The maximum you can put into a Medical Flexible Spending Account for 2018 is $2,650 (although employers can set lower limits). The 2019 FSA limits have not been released yet. If you have an HSA,  in 2019, you can put up to $3,500 into the account for single coverage and $7,000 in the account for family coverage. This is up from $3,450 for single coverage and $6,900 for family coverage in 2018.

Great! How can I sign up for all these accounts?

Flexible Spending Accounts and Health Savings Accounts can be great savings vehicles for savvy consumers. But there are some elements of these pre-tax IRS accounts that aren’t necessarily user-friendly.

For starters, you can’t have an FSA and an HSA at the same time… unless the FSA has been converted to a Limited FSA.

What’s the difference between a Medical FSA and Limited FSA?

A Medical FSA can be used to pay for all medical and health expenses (as allowed by the IRS and your employer) while a Limited FSA can only be used to pay for vision and dental expenses.

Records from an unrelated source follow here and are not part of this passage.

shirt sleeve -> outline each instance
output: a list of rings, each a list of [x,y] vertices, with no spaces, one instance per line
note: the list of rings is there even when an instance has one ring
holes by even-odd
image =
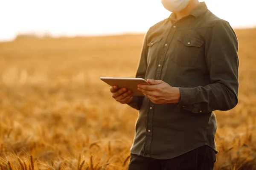
[[[178,106],[195,113],[227,110],[238,102],[238,41],[229,23],[217,22],[205,42],[205,57],[211,84],[195,88],[179,87]]]
[[[146,71],[148,68],[147,57],[148,47],[147,45],[147,37],[148,34],[148,32],[144,37],[140,60],[137,68],[136,75],[136,78],[141,78],[143,79],[145,79],[145,78]],[[145,96],[134,96],[132,100],[128,104],[128,105],[137,110],[140,110],[142,105],[142,102],[144,97]]]

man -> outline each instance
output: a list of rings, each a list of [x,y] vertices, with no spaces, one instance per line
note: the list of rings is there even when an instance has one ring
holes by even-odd
[[[136,77],[145,95],[111,88],[140,110],[129,170],[213,170],[213,111],[238,103],[238,42],[229,23],[198,0],[162,0],[172,12],[146,34]]]

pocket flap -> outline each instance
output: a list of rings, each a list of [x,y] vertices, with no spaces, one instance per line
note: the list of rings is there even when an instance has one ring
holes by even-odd
[[[196,38],[179,37],[178,38],[178,40],[184,45],[189,47],[193,46],[200,47],[204,44],[203,41]]]
[[[152,46],[156,42],[159,42],[162,40],[163,37],[156,38],[153,39],[151,41],[148,43],[148,45],[149,46]]]

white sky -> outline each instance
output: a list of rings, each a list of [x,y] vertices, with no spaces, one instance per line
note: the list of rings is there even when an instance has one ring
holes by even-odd
[[[72,36],[145,32],[169,15],[160,1],[0,0],[0,41],[29,32]],[[234,28],[256,27],[255,0],[204,1]]]

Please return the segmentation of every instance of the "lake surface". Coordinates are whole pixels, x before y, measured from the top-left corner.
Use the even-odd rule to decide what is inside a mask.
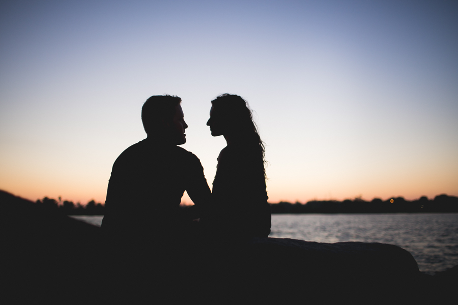
[[[100,226],[102,216],[72,217]],[[458,265],[458,214],[283,214],[272,217],[270,237],[319,242],[395,245],[429,274]]]

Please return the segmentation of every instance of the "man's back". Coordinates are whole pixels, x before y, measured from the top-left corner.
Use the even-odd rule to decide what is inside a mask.
[[[148,139],[135,144],[113,165],[102,229],[114,238],[173,234],[184,220],[179,205],[185,190],[198,204],[210,201],[210,189],[195,156]]]

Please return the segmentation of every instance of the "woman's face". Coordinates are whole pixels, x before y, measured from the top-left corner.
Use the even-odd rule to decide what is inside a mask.
[[[207,122],[207,126],[210,126],[212,135],[217,137],[223,135],[225,125],[223,116],[219,115],[218,112],[215,110],[215,107],[212,106],[210,109],[210,118]]]

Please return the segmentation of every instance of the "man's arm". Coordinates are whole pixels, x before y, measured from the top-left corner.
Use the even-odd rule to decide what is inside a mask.
[[[211,206],[212,193],[198,158],[192,155],[189,165],[186,189],[194,205],[183,210],[183,217],[187,219],[197,219],[208,212]]]

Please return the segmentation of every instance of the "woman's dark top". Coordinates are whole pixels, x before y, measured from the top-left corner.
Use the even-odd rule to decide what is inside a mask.
[[[270,233],[264,162],[246,145],[228,145],[218,158],[213,180],[214,234],[227,237],[267,237]]]

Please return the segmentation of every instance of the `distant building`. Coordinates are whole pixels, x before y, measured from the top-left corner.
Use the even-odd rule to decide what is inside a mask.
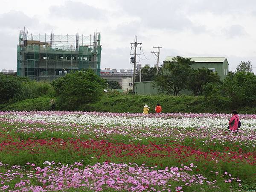
[[[20,31],[17,75],[51,81],[66,74],[90,68],[100,75],[100,33],[56,35],[28,34]]]
[[[126,77],[122,79],[122,88],[125,92],[128,92],[132,90],[133,77]]]
[[[2,69],[0,71],[0,73],[4,74],[5,75],[12,75],[16,76],[16,72],[12,70],[7,70],[5,69]]]
[[[164,64],[172,61],[175,57],[167,57],[163,61]],[[205,67],[213,72],[217,72],[223,80],[228,76],[228,62],[225,57],[183,57],[184,58],[191,58],[191,61],[195,61],[191,66],[193,69]]]
[[[125,72],[125,70],[120,70],[118,71],[116,69],[110,70],[109,68],[105,68],[105,69],[109,69],[110,70],[101,70],[100,77],[108,81],[117,81],[121,86],[122,79],[133,76],[133,71],[131,70],[128,70]]]

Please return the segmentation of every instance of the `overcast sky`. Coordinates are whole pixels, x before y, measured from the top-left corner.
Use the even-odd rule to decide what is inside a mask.
[[[101,33],[101,68],[131,69],[130,43],[140,63],[154,66],[153,46],[167,56],[226,57],[230,70],[251,61],[256,72],[254,0],[0,0],[0,70],[16,69],[20,29],[29,33]],[[140,50],[139,50],[140,52]],[[137,59],[137,61],[138,61]]]

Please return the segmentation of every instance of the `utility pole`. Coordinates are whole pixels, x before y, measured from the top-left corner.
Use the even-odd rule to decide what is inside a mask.
[[[135,93],[135,79],[136,77],[136,55],[140,55],[140,54],[136,54],[136,48],[137,48],[137,46],[138,46],[138,45],[139,45],[140,47],[139,47],[141,49],[141,44],[142,43],[137,43],[137,35],[135,35],[134,36],[134,42],[132,42],[132,43],[131,43],[131,49],[132,48],[134,48],[134,60],[133,60],[134,62],[132,62],[132,62],[134,63],[134,77],[133,77],[133,83],[132,84],[132,91],[134,93]],[[133,45],[134,44],[134,47],[133,46]],[[132,54],[133,55],[133,54]]]
[[[162,47],[153,47],[153,48],[157,48],[157,52],[151,51],[151,52],[154,54],[157,57],[157,75],[158,74],[158,68],[159,67],[159,55],[160,55],[160,48]]]

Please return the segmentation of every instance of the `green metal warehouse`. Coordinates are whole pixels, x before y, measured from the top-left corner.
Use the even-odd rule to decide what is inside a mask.
[[[163,61],[164,64],[172,61],[175,57],[167,57]],[[225,57],[183,57],[184,58],[191,58],[191,61],[195,61],[191,66],[193,69],[200,69],[205,67],[213,72],[218,73],[222,80],[228,75],[228,62]]]

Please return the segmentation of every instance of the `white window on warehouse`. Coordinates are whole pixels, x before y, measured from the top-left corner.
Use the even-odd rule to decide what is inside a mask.
[[[211,71],[212,72],[215,72],[215,68],[209,68],[209,70]]]

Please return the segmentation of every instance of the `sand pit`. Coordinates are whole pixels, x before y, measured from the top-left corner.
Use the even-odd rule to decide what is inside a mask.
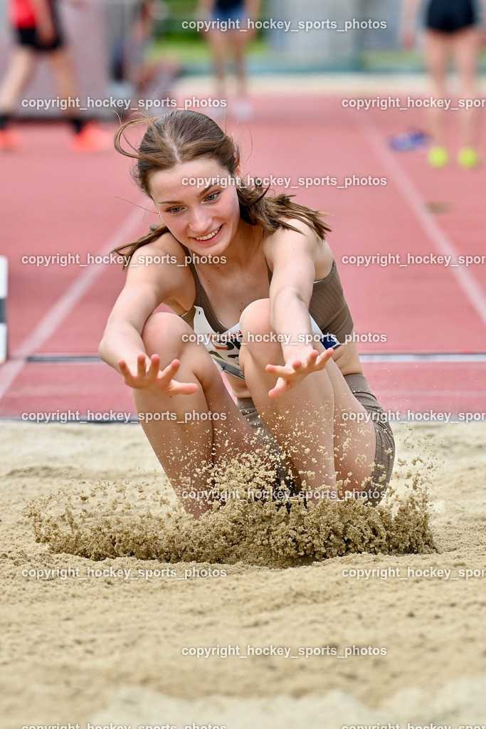
[[[485,425],[396,424],[377,510],[197,525],[136,425],[0,427],[2,729],[486,724]]]

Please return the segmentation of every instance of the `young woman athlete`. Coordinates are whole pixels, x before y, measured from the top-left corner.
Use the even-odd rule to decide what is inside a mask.
[[[115,146],[136,159],[160,224],[119,249],[127,280],[100,356],[133,389],[176,493],[207,488],[203,463],[217,469],[267,437],[311,499],[364,491],[377,503],[393,434],[362,374],[321,214],[246,187],[238,147],[204,114],[154,120],[138,149],[125,136],[134,123]]]

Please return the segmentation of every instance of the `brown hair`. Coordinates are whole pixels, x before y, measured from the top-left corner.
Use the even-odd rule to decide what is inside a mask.
[[[132,171],[132,176],[141,190],[149,198],[150,176],[159,170],[168,170],[176,165],[189,162],[199,157],[212,157],[230,175],[240,163],[240,150],[227,134],[209,117],[197,112],[173,111],[163,117],[149,120],[148,128],[137,149],[126,137],[125,130],[129,127],[146,120],[126,122],[117,130],[114,146],[117,152],[137,160]],[[122,140],[130,147],[122,146]],[[131,151],[130,151],[131,150]],[[331,228],[323,220],[326,214],[299,205],[291,200],[293,195],[267,195],[269,187],[264,189],[260,184],[253,187],[236,187],[240,203],[240,214],[251,225],[260,225],[264,230],[272,233],[280,227],[289,230],[297,228],[286,222],[285,218],[294,218],[309,225],[320,238],[324,239]],[[125,254],[124,268],[130,262],[135,253],[142,246],[152,243],[168,231],[165,225],[151,226],[150,233],[134,243],[120,246],[115,252]]]

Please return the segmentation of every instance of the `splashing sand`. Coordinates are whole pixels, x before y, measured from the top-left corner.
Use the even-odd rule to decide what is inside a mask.
[[[398,483],[376,507],[361,499],[322,498],[306,506],[294,498],[290,509],[262,502],[255,489],[264,486],[267,474],[248,456],[219,469],[218,490],[227,500],[198,521],[147,483],[61,489],[34,499],[24,513],[37,542],[93,560],[133,556],[287,567],[364,552],[430,553],[435,546],[426,461],[418,454],[409,464],[399,461]]]

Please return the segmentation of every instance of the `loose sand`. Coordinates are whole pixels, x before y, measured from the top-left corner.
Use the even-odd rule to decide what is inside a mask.
[[[2,729],[486,725],[486,424],[396,424],[375,510],[199,524],[137,425],[0,429]]]

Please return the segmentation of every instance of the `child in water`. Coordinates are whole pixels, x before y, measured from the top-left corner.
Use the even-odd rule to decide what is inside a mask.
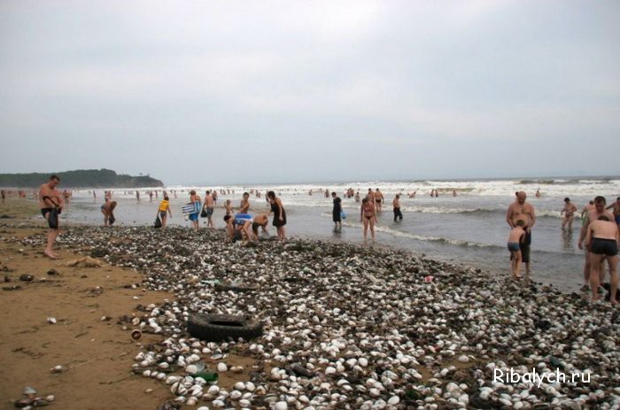
[[[508,236],[508,251],[510,251],[510,271],[513,277],[521,277],[521,248],[519,244],[523,242],[525,237],[525,221],[519,220],[516,226],[510,230]]]

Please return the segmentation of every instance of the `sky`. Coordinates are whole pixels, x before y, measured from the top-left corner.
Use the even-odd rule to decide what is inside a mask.
[[[620,174],[618,1],[0,0],[0,173]]]

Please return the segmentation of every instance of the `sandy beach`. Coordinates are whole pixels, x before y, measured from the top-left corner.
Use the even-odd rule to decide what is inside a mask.
[[[7,408],[26,386],[53,394],[58,408],[191,408],[192,397],[209,408],[620,406],[619,317],[608,304],[404,251],[226,244],[220,230],[72,226],[58,241],[62,259],[50,260],[35,211],[0,206]],[[102,266],[67,267],[85,256]],[[233,281],[258,289],[215,286]],[[201,342],[185,328],[196,313],[250,315],[264,335]],[[138,343],[132,328],[143,331]],[[227,365],[217,388],[190,376],[192,355],[210,371]],[[493,381],[509,367],[589,377]]]

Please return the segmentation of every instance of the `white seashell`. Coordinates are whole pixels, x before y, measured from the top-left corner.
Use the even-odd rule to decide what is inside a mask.
[[[232,398],[233,400],[237,400],[237,399],[241,398],[242,395],[243,395],[243,393],[239,391],[232,391],[229,397],[230,398]]]
[[[178,375],[171,375],[166,379],[166,384],[173,384],[179,381]]]
[[[468,361],[469,361],[469,358],[467,357],[465,354],[461,354],[461,356],[459,356],[459,361],[461,363],[467,363]]]

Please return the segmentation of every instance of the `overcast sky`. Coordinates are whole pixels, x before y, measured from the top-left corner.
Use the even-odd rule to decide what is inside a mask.
[[[0,173],[620,174],[618,1],[0,1]]]

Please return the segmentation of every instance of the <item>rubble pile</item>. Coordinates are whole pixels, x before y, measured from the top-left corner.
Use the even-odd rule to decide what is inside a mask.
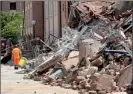
[[[111,8],[114,2],[105,3],[72,5],[71,28],[63,28],[64,36],[52,45],[55,52],[43,59],[28,77],[44,84],[79,90],[79,94],[126,91],[132,78],[132,36],[129,34],[132,11],[125,12],[126,16],[121,14],[118,20]]]

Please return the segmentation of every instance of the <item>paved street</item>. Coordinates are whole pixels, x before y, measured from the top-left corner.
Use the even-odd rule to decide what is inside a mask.
[[[11,66],[1,65],[1,94],[77,94],[77,91],[51,87],[33,80],[24,80]]]

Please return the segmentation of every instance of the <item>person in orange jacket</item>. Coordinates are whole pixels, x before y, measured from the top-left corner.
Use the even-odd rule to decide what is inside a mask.
[[[18,63],[20,61],[22,51],[19,49],[18,45],[15,45],[14,49],[12,50],[12,58],[14,61],[14,69],[18,69]]]

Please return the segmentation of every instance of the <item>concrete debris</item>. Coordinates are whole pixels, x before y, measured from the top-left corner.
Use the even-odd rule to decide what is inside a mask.
[[[131,32],[127,27],[132,19],[130,13],[121,16],[121,20],[116,19],[113,3],[74,3],[69,19],[71,26],[63,28],[64,35],[53,45],[45,44],[54,51],[35,59],[29,78],[79,90],[79,94],[125,92],[132,76],[132,36],[127,34]]]

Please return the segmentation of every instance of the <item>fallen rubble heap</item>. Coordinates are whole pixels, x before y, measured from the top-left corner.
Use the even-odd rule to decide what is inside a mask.
[[[82,13],[85,12],[81,6],[88,10],[86,14],[91,11],[95,17],[88,14],[89,20],[83,20]],[[103,8],[103,4],[99,7]],[[132,36],[127,35],[131,28],[131,13],[116,21],[113,10],[106,8],[93,12],[91,2],[73,5],[72,11],[77,10],[80,10],[82,20],[77,22],[80,25],[76,29],[63,28],[64,36],[52,45],[56,51],[36,66],[28,77],[44,84],[79,90],[80,94],[126,91],[132,78]]]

But the trade off is that if you have a Limited FSA, you can also have an HSA. So you end up being able to double-up on pre-tax savings and having all health expenses covered between the two accounts.

Finally, in your quest to live longer, one more type of FSA you might want to look into if you have kids under 13 is a Dependent Care FSA (DC FSA). A DC FSA can help you live longer because it allows you to pay for daycare. That gives you one less thing to think about (and you’re paying for it tax-free, so you’re also saving). You can have a Medical FSA and DC FSA at the same time. If you’re interested in comparing the two accounts, check out this blog post.

Open Enrollment: Your ticket to live longer

Most people sign up for their life saving pre-tax benefits during Open Enrollment. It’s like a once a year party when everyone in your company signs up for their health insurance and other benefits, like their pre-tax accounts.

Often, Open Enrollment happens between October and December each year. However, it can vary by employer. Before Open Enrollment occurs, make sure you have all the answers you need in order to sign up for the right account(s).

Once you know when Open Enrollment is, mark your calendar so you can to start saving and live longer.